BL could might as well be the author's last book, the historical romance Cherish transplanted to present day. The premise is the same: the heroine just cannot stay out of really, awfully dreadful trouble - or rather, trouble keeps befalling her - until the hero steps in. Here, Maggie faces so many traumas, psychological scars, and abuse that after a while it's like overkill. There's sexual abuse, physical abuse, malnourishment, almost gang-rape, being browbeaten, and the final straw is seeing her assaulted by Lonnie in the hospital where she's admitted (of all places!). No woman should face this much abuse.

Rafe starts out wonderfully tortured - he is guilt ridden over his beloved wife and children's death and is traveling on alcohol and whim, becoming a bum in his desperation to seek solace and forgetfulness. Yet when he sees Maggie, he immediately drops the bottle, sobers up, and brings Maggie home to his welcoming family.

The first chapter has Rafe dreaming of his wife - a too-short scene that move me to tears. Indeed, the first few chapters of the book are classic material - moving, quiet moments of bared souls and shared thoughts that are simply beautiful.

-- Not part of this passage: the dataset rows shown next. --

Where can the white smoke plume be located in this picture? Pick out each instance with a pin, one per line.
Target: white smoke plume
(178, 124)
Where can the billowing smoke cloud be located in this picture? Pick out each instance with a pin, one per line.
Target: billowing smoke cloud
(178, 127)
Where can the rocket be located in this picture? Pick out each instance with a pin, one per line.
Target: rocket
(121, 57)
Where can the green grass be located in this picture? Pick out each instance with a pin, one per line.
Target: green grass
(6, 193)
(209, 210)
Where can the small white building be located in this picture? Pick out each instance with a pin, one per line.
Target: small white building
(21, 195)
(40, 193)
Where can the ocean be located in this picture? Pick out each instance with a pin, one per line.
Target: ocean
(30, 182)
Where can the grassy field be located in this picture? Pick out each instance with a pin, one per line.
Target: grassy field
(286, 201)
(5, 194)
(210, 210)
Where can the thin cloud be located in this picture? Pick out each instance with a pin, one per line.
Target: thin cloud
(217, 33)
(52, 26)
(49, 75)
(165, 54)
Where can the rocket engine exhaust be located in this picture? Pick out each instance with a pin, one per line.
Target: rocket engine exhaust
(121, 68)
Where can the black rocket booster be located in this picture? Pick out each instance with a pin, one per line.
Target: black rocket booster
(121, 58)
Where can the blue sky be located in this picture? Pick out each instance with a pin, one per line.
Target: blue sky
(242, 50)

It is unfortunate that the author twists what can be a moving, epic saga of a woman's self discovery of her inner strength to a The-Brady-Bunch-meets-Bluto story. Lonnie is so over-the-top as the bad guy, declaring in redneck accents his evil intentions towards Maggie and Jaimie in full public hearing - he's as subtle as a nuclear holocaust, yet inexplicably no one is able to pin that man down. Me, if I'm Maggie, I'd carry a tape recorder with me - next time that idiot twists my wrists and threatens more abuse, well, click the RECORD button and that donkey-orifice is off to share a cell with Big Bad Jack. He just keeps coming back for more nasty antics, again and again, that after a while, he seems more like the Energizer Bunny meets The Terminator. All that's missing is I'll be back spoken in hilly-billy accent.

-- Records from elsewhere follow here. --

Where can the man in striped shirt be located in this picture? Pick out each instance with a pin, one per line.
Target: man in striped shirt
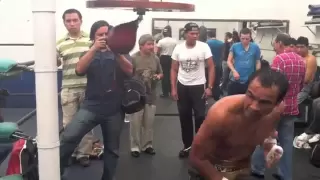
(292, 65)
(69, 49)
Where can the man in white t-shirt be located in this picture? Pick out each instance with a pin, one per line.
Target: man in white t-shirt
(165, 48)
(188, 82)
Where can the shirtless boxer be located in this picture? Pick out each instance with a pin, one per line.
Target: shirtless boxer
(235, 125)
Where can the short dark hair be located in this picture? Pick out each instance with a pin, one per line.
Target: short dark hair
(245, 31)
(70, 11)
(95, 26)
(283, 38)
(269, 77)
(229, 34)
(212, 34)
(293, 41)
(303, 40)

Maybe it's just me, but I also find that every plot twist and turn in this story seems to be designed specially to give Maggie back her self-confidence, logic and any other trivial nonsense begone. Maggie is a wonderful bookkeeper - and golly gee, a big, rich, mega-wealthy clan called the Kendricks could use her advice (how on earth they get this rich pre-Maggie's-good-advice, I dare not speculate). Then there's the classic awaken my lib... er, love scenario where Rafe shows Maggie the joys of the horizontal macarena. Could be moving, and perfectly understandable in the context of the story, but this is the third book in a row by this author that features this scenario. I'm getting bored by it all. Then there's the Kendricks and their allies. Perfect people, with perfect teeth, and they all share the same thought bubble. Every good guy is rightfully appalled by Maggie's past and wants to be her champion, every one is kind to her and accepts her with open arms, especially Good Strangers. The Kendricks live in a luxurious, impossibly wide acres of farmland - lush, green, bountiful, and look, that's probably a rainbow arching over the perfectly blue sky too, with those beautiful friendly birds flying around us. Ah there's Ma Brady beckoning us for dinner of ten course yummies...

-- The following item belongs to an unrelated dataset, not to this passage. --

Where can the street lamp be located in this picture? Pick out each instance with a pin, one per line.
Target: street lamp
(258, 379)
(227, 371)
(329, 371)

See what I mean? I never knew I'm such a dreadful cynic. This book has so many nice, perfect people who help Maggie. Maggie deserves such happiness after all she's been through. But me, I find the characters horribly uniform in thought processes (if I read another Good Chivalrous Male Sibling/Stranger/Friend offering to beat up Lonnie after seeing Maggie, and if Rafe says yet again "Stand in line", I'm going to scream), a bit too golden around their halos, and definitely not anything in my definition of Realism.

Perhaps that's what this story is best regarded as: an escapist fantasy into a perfect, pleasant world where everything is immaculately faultless except for the ugly fat bad guys who speak in uneducated accents or smell funny and have names like Lonnie. Me, I'm off to watch The Simpsons.